I don't think voice actors need star power and I don't believe they should be held up to the point that they get paid large sums of money or game studios try to cater to them to have that triple A voice talent. I do think, however, they should be recognised for their work and the way MGS did it really helps a voice actor in getting that recognition. Perhaps actors need to get paid more but I can't really speak on the matter because I don't know the work and wages involved and the cost of games is ever increasing.
Then comes the question, why do they deserve the recognition over the countless other people involved in the game's development? What about the writers and the programmers and other developers? I think the medium does serve some writers and developers better than others. We know Ken Levine, we know Casey Hudson, we know Hideo Kojima, I myself am a big fan of Amy Hennig. These writers have their names well publicised and attached to the products they work on, their names are even in the starting credits at times but what about those other games we loved and enjoyed who's works were not publicized in anyway? I honestly don't know who the writers for Red Dead Redemption were.

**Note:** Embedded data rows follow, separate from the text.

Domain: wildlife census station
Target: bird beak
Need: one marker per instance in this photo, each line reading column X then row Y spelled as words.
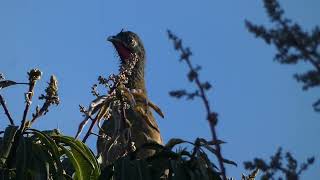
column 113, row 39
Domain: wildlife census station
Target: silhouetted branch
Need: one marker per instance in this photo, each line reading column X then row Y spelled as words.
column 50, row 98
column 293, row 44
column 34, row 75
column 200, row 92
column 6, row 111
column 291, row 170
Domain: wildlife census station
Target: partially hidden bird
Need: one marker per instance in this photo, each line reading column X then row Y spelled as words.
column 144, row 127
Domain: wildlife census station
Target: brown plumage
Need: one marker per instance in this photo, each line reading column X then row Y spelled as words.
column 143, row 125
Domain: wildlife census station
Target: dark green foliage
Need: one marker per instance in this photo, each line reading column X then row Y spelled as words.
column 38, row 156
column 293, row 44
column 27, row 153
column 165, row 164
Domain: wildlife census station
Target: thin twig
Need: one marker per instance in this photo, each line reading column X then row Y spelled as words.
column 6, row 110
column 89, row 132
column 29, row 96
column 211, row 116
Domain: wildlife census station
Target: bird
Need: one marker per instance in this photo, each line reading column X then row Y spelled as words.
column 144, row 127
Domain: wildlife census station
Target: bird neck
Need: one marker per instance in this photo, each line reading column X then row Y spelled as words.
column 136, row 80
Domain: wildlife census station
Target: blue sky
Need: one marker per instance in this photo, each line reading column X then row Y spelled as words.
column 260, row 105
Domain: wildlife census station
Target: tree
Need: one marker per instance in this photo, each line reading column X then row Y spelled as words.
column 294, row 44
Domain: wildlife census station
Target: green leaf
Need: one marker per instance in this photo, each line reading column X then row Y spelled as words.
column 80, row 174
column 229, row 162
column 81, row 157
column 6, row 143
column 21, row 159
column 52, row 147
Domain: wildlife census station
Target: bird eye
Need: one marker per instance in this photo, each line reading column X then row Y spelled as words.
column 133, row 42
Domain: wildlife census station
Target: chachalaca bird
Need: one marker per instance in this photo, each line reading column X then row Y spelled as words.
column 143, row 128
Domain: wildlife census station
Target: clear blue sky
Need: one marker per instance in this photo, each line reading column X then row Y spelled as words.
column 260, row 105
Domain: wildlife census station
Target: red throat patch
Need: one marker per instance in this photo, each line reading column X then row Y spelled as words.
column 123, row 52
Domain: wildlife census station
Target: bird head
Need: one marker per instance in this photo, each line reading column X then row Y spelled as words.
column 127, row 44
column 129, row 47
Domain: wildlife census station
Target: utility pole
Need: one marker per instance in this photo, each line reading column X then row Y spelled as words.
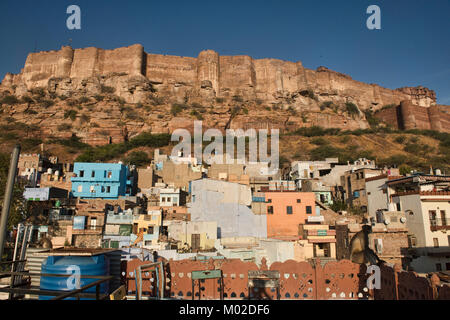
column 8, row 197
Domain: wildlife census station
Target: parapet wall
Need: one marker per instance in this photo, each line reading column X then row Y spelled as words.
column 266, row 79
column 81, row 63
column 336, row 280
column 408, row 116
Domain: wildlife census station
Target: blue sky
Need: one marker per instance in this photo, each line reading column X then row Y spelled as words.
column 412, row 48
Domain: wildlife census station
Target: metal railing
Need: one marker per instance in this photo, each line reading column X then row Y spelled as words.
column 58, row 295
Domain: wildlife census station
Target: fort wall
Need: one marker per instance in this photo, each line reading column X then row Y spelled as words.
column 266, row 79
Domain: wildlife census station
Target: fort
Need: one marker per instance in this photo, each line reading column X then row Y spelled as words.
column 212, row 75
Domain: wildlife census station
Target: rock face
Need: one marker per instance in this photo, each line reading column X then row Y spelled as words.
column 224, row 91
column 409, row 116
column 205, row 77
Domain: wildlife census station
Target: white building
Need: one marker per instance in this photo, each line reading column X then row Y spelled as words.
column 425, row 200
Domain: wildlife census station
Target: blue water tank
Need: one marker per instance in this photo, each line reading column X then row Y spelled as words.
column 87, row 265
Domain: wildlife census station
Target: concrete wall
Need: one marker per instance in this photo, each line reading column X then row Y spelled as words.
column 183, row 231
column 376, row 199
column 228, row 204
column 281, row 224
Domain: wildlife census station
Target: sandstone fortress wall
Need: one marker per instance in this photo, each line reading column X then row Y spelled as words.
column 409, row 116
column 218, row 76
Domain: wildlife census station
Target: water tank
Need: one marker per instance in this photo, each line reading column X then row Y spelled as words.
column 87, row 265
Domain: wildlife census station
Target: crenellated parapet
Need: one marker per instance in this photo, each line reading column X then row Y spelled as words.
column 268, row 80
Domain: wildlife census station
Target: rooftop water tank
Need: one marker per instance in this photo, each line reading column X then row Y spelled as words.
column 87, row 265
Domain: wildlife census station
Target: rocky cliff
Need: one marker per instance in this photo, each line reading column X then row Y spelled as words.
column 127, row 90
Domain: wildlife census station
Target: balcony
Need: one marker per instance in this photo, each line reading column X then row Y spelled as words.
column 439, row 224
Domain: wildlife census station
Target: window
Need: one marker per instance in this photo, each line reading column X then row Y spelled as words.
column 443, row 218
column 93, row 223
column 432, row 215
column 436, row 242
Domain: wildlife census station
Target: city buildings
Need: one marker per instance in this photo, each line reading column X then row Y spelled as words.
column 102, row 180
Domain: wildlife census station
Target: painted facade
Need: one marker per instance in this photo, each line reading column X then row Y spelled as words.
column 286, row 211
column 101, row 180
column 229, row 204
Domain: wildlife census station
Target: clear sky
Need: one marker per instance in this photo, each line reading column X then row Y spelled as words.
column 412, row 48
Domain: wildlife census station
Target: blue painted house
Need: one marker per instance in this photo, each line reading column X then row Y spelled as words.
column 101, row 180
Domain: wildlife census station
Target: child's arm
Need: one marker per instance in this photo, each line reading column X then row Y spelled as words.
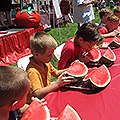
column 62, row 80
column 111, row 34
column 58, row 73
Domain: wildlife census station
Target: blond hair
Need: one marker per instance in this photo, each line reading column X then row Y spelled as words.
column 40, row 41
column 116, row 9
column 104, row 11
column 14, row 83
column 112, row 18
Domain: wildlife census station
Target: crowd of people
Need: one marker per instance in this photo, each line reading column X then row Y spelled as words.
column 17, row 87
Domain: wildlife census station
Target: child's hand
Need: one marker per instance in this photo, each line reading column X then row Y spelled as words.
column 42, row 101
column 115, row 33
column 84, row 59
column 62, row 79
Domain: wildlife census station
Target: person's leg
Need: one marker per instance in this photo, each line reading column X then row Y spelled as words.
column 2, row 18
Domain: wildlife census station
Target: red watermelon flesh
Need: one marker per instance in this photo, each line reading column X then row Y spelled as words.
column 94, row 54
column 77, row 69
column 114, row 42
column 109, row 54
column 100, row 77
column 36, row 111
column 69, row 114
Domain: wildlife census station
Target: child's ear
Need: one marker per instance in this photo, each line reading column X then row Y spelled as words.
column 80, row 39
column 36, row 54
column 14, row 105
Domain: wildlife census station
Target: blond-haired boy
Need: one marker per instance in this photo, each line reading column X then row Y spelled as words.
column 14, row 86
column 40, row 69
column 104, row 12
column 109, row 30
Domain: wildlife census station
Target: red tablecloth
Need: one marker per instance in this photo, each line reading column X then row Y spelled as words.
column 15, row 46
column 103, row 105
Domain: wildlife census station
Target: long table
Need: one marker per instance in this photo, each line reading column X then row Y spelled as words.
column 102, row 105
column 15, row 45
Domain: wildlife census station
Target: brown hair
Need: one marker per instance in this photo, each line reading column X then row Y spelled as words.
column 116, row 9
column 89, row 32
column 104, row 11
column 112, row 18
column 14, row 83
column 40, row 41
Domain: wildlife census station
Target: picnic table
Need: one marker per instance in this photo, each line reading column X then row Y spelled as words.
column 102, row 105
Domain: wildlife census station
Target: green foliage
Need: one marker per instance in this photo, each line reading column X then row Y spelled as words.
column 66, row 32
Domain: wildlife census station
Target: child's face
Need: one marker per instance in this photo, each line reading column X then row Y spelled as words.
column 117, row 14
column 47, row 57
column 87, row 46
column 22, row 100
column 113, row 26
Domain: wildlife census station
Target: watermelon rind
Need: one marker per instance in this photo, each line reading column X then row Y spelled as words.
column 105, row 59
column 107, row 82
column 30, row 113
column 62, row 117
column 97, row 59
column 99, row 44
column 81, row 75
column 114, row 43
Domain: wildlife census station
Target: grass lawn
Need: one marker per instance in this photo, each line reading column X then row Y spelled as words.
column 66, row 32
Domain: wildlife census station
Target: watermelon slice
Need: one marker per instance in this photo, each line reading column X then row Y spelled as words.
column 108, row 56
column 36, row 111
column 94, row 54
column 100, row 77
column 77, row 69
column 115, row 42
column 69, row 114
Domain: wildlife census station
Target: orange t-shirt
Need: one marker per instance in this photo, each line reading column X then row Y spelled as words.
column 39, row 77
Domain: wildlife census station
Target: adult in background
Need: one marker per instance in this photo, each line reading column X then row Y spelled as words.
column 5, row 7
column 83, row 11
column 111, row 4
column 102, row 4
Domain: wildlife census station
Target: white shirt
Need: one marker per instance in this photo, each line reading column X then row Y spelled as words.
column 82, row 14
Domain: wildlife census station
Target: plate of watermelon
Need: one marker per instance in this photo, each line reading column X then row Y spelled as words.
column 93, row 82
column 36, row 111
column 96, row 59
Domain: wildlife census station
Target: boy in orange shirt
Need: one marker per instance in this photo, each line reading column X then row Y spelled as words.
column 14, row 86
column 104, row 12
column 109, row 30
column 40, row 69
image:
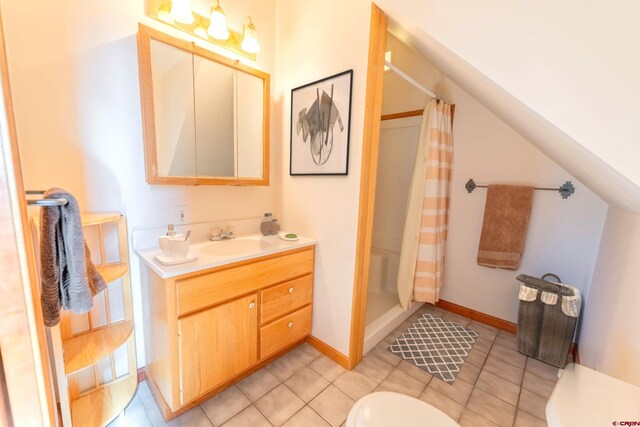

Do we even want credit outside of the ending? Perhaps some of you think it is harmful to immersion to not only have a name shown to you mid-game but also to make a mental association that this voice you're hearing is of a real person outside this game. Should it be our prerogative to find out who worked on these games or should the industry help bring recognition to them more easily?
Anyway, I'd really like to hear the community's opinions and discussions on the article and on the points I hopefully raised. Perhaps you have your own ideas on how to go about recognising the work of people in games. Speak out and let your voice be heard!